Social media apps absolutely can through constant background refreshing. Deep sleep mode cuts this dramatically.
How long do Galaxy A15 batteries last?
18-24 months before noticeable degradation with moderate use. Heavy users see decline around 12-15 months.
Will Samsung fix this under warranty?
If battery health is below manufacturer specifications and you’re under warranty, yes. Normal degradation isn’t covered.
Is the battery problem a defect?
No, it’s a limitation of budget hardware running modern software demands. It’s physics, not a flaw.
What’s the fastest drain scenario?
4K video recording while using mobile data in hot weather—can drain 30-35% battery per hour.
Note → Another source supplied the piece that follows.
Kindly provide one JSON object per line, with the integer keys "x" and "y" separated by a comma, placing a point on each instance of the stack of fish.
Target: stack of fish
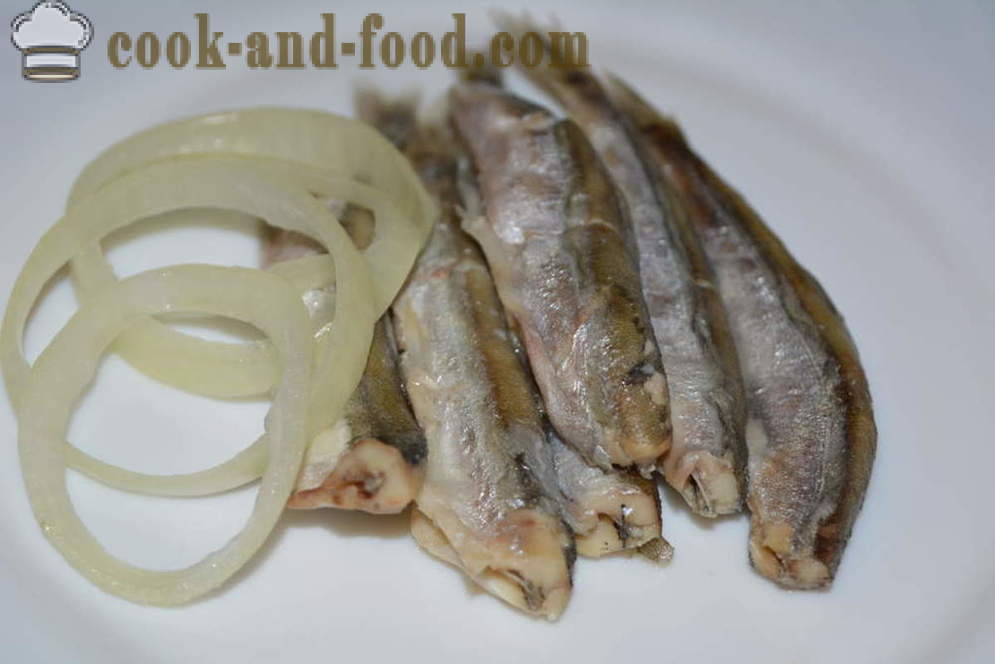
{"x": 594, "y": 306}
Final Opinion: Accept Limitations, Optimize Reality
The Galaxy A15 battery draining too fast isn’t a defect—it’s the honest trade-off of budget smartphone engineering. Samsung packed a capable processor, decent display, and 5000mAh battery into a $150-200 device. Something had to give, and that something is optimized power efficiency.
For light users checking emails, browsing, and occasional social media, the Galaxy A15 delivers acceptable all-day battery life with proper optimization. Implement the seven fixes outlined here, and you’ll squeeze maximum performance from the hardware you have.
For heavy users gaming, filming, or demanding 6+ hours of screen time daily, this phone will frustrate you. No amount of tweaking overcomes fundamental hardware limitations. You’re pushing a budget device beyond its design parameters.
The long-term solution? If you’ve had your Galaxy A15 for 18+ months and implemented every fix without improvement, battery replacement makes sense if the phone otherwise meets your needs. If you’re within the first year and experiencing severe drain, contact Samsung support—you might have a legitimate defect worth warranty coverage.
Ultimately, the Galaxy A15 serves its target market well: budget-conscious users willing to accept compromise. Recognize what you bought, optimize what you can control, and adjust expectations to match hardware reality. That’s the honest assessment this phone deserves.